While we are sympathetic to the district court’s concerns that no new theories be introduced at such a late stage of the discovery process, our review of the expert reports filed by Investors and Square D convinces us that in this case, the July 11 expert report did not espouse a new theory. The reports of February and March discussed the internal defects and contamination on the inner bus ducts, and merely labeling the cause more specifically as a manufacturing defect does not represent a new theory in violation of Rule 26.

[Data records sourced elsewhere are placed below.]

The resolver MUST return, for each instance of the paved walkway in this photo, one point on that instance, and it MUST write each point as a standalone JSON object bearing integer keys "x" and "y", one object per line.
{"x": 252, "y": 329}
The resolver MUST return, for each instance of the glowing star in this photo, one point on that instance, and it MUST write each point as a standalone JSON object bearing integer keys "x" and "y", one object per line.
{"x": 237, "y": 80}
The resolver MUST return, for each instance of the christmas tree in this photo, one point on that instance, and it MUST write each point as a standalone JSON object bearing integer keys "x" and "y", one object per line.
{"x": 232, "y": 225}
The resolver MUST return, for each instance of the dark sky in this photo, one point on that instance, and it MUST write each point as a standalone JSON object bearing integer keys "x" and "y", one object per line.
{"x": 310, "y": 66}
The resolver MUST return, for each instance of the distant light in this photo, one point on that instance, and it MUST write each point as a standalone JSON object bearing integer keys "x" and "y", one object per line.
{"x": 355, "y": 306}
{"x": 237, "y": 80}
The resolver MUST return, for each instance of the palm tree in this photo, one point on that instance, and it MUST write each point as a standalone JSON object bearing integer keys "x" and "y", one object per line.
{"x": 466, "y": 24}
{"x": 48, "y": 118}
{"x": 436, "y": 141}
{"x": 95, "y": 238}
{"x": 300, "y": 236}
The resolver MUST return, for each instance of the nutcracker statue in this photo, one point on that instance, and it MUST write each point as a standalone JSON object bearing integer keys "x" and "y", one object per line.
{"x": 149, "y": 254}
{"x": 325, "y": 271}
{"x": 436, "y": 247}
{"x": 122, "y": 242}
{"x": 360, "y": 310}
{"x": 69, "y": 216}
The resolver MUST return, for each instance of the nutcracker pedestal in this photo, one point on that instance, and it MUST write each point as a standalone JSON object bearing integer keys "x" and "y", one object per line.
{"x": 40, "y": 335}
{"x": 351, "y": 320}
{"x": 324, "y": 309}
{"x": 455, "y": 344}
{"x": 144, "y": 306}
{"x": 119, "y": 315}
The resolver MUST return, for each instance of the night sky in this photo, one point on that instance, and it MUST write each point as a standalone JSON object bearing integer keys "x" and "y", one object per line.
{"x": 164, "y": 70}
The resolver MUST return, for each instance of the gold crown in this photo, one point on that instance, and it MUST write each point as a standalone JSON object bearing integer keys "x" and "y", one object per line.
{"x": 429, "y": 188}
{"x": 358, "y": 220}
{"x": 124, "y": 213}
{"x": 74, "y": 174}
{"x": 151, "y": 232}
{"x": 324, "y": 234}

Accordingly, we conclude that it was an abuse of discretion for the district court to refuse to consider the July 11 report andREVERSE the district court’s exclusion of that report. In light of our holding that the exclusion of the third expert report represented an abuse of discretion and the district court’s reliance on that decision to exclude the first two expert reports, we also REVERSE the district court’s exclusion of the first two expert reports. Because the decision to grant summary judgment was premised upon its exclusion of the expert reports, we REVERSE the district court’s decision to grant summary judgment and REMAND for proceedings consistent with this opinion.
Investors also contends that the district court erred in refusing to permit it to join an additional party and refusing to allow it to voluntarily dismiss its case under Fed.R.Civ.P. 41(a)(2). Our review of a district court’s decision to permit or deny joinder of an additional party, Rishell v. Jane Phillips Episcopal Mem’l Med. Ctr., 94 F.3d 1407, 1410-11 (10th Cir. 1996), and to deny voluntary dismissal under Fed.R.Civ.P. 41(a)(2) is for abuse of discretion, Phillips USA, Inc. v. Allflex USA, Inc., 77 F.3d 354, 357 (10th Cir. 1996). Our review of the record convinces us that the district court did not abuse its discretion in denying either of these motions; accordingly, we AFFIRM the district court on these two issues.
For the foregoing reasons, we AFFIRM in part, REVERSE in part, and REMAND for proceedings consistent with this opinion.